Frage an Andrea Lindholz von Aline S. bezüglich Finanzen

Sehr geehrte Frau Lindholz,

als Bankangestellt verfolge ich quasi täglich die schwier ewigen Diskussionen um die Griechenland-Krise.
Meine Meinung über dieses Thema lassen wir nun mal dahin gestellt sein, das würde nur den Rahmen sprengen.
Mir brennen allerdings ein paar für mich persönlich wichtige Fragen auf der Zunge:

Wie rechtfertig die Politik es, dass Deutschland nicht zum ersten Mal wer weis wie viele Millionen/Milliarden ausgeben will um ein Land zu retten, dass in den letzten Jahren kaum Einsicht oder wirklichen Reformwillen gezeigt hat, während das EIGENE Volk an vielen Stellen eher mehr finanzielle Entlastungen bräuchte statt z.B. eine Erhöhung von Steuern und Soli oder eine Anhebung des Rentenalters?

Finden Sie es korrekt dass eine Bundeskanzlerin sich außenpolitisch offensichtlich mehr engagiert als im eigenen Land?
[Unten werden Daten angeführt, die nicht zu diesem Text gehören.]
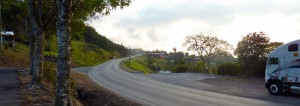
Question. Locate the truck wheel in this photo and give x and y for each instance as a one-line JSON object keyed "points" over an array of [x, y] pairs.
{"points": [[275, 88]]}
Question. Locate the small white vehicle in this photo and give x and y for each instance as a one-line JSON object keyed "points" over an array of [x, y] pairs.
{"points": [[283, 69]]}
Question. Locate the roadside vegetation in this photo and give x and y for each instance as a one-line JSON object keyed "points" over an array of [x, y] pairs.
{"points": [[213, 57]]}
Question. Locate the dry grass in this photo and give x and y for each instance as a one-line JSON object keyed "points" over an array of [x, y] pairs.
{"points": [[40, 95], [96, 95]]}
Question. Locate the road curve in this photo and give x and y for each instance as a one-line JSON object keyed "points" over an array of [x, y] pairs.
{"points": [[155, 93]]}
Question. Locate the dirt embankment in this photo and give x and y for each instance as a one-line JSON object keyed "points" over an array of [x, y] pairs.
{"points": [[91, 94]]}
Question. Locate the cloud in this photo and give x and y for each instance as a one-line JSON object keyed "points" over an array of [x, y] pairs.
{"points": [[163, 24]]}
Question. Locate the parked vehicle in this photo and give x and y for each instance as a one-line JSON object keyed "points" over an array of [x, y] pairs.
{"points": [[283, 69]]}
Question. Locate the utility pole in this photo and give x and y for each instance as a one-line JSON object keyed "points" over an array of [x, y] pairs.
{"points": [[1, 40], [129, 56]]}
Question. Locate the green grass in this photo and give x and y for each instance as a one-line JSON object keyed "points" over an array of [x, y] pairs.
{"points": [[14, 57], [87, 57], [137, 64]]}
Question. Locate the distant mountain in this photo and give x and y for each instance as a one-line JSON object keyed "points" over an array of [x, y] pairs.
{"points": [[91, 36]]}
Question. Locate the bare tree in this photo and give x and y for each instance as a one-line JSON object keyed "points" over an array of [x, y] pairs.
{"points": [[207, 47]]}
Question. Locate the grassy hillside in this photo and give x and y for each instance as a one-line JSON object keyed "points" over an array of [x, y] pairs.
{"points": [[137, 64], [18, 57]]}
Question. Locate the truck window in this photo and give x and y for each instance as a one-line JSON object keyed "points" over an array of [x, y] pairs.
{"points": [[273, 60], [293, 47]]}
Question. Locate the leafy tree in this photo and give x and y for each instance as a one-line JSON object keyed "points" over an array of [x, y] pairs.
{"points": [[207, 47], [65, 14], [272, 45], [252, 51]]}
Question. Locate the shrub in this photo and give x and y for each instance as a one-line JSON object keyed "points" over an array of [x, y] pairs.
{"points": [[181, 68], [229, 68], [49, 72]]}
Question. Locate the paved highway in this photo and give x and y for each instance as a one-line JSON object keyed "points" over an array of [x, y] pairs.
{"points": [[155, 93]]}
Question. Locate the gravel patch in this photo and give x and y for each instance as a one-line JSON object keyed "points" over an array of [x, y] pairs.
{"points": [[250, 88]]}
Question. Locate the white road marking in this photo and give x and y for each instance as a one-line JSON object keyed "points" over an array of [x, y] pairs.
{"points": [[139, 100]]}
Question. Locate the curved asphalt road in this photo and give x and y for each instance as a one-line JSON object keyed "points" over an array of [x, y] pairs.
{"points": [[150, 92]]}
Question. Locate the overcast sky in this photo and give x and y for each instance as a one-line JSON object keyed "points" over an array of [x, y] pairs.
{"points": [[163, 24]]}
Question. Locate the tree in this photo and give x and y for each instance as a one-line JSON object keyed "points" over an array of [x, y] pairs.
{"points": [[41, 14], [175, 50], [207, 47], [65, 14], [252, 51]]}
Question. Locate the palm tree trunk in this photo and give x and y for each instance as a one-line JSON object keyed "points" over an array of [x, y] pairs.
{"points": [[38, 43], [64, 51]]}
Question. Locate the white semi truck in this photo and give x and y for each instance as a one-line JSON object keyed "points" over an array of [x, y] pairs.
{"points": [[283, 69]]}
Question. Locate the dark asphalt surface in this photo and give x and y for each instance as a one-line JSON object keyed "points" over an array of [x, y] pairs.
{"points": [[155, 93], [8, 87]]}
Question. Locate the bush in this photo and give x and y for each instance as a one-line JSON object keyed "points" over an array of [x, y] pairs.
{"points": [[49, 72], [181, 68], [229, 68]]}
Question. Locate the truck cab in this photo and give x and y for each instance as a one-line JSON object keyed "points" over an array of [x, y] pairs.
{"points": [[283, 69]]}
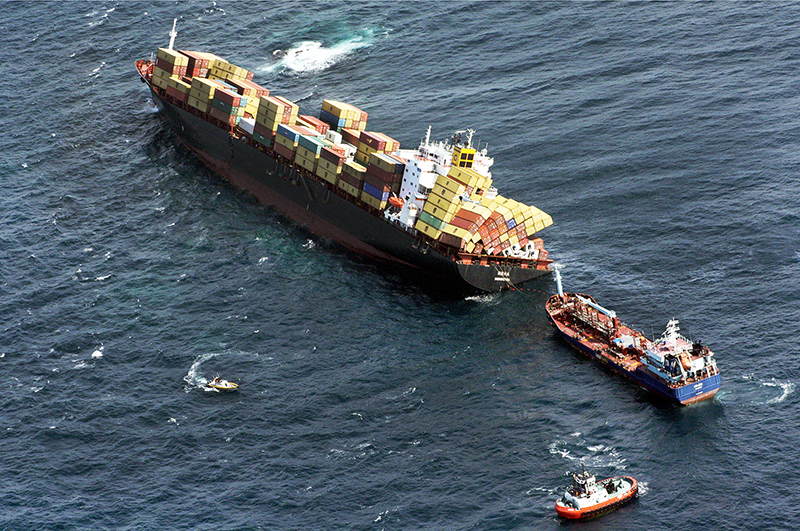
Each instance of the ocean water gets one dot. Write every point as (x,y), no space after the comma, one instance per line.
(661,137)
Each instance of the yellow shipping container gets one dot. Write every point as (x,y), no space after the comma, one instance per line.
(450,184)
(179,85)
(374,202)
(477,209)
(450,195)
(463,157)
(348,188)
(306,153)
(286,142)
(355,169)
(445,214)
(458,232)
(303,162)
(200,105)
(326,175)
(427,229)
(332,167)
(467,176)
(172,57)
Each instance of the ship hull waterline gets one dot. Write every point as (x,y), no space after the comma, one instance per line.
(704,389)
(323,212)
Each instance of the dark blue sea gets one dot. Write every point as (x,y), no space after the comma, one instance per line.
(662,137)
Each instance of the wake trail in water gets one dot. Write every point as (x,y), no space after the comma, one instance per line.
(313,56)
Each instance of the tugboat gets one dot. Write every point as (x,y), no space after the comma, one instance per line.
(671,367)
(588,498)
(219,384)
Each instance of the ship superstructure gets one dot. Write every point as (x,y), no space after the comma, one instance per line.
(434,208)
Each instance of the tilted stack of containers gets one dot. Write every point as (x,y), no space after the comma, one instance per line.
(383,177)
(461,212)
(341,115)
(308,149)
(370,142)
(227,105)
(197,65)
(253,91)
(169,63)
(178,89)
(330,164)
(221,69)
(272,112)
(201,93)
(287,139)
(351,180)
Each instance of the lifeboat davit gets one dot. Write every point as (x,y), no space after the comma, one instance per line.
(588,498)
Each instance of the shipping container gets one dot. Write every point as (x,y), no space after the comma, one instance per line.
(379,194)
(315,123)
(431,220)
(285,152)
(372,201)
(348,188)
(427,229)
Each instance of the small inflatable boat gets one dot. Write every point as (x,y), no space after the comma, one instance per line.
(588,498)
(222,385)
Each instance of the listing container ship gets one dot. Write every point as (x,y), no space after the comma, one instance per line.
(671,367)
(433,208)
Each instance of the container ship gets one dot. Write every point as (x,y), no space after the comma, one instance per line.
(433,209)
(671,367)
Wieso wird in so vielen Ländern das Volk bei wichtigen Dingen (wie z.B. die Rettung von Griechenland) nach seiner Meinung gefragt und wir in Deutschland müssen alles so hinnehmen wie die Politik es entscheidet?

Ich muss offen gestehen, dass ich von unseren Politikern nach der letzten Wahl sehr enttäuscht bin. Ich würde mir wünschen, dass zukünftig die Bedürfnisse, Wünsche und Sorgen des eigenen Volkes mehr Wichtigkeit bekommen(gerade im Bezug auf Altersarmut, die Aufnahme von Flüchtlingen ect.). Meine Kreuze bei der nächsten Wahl werden jedenfalls anders gesetzt werden...

Vielen Dank für Ihre Rückmeldung!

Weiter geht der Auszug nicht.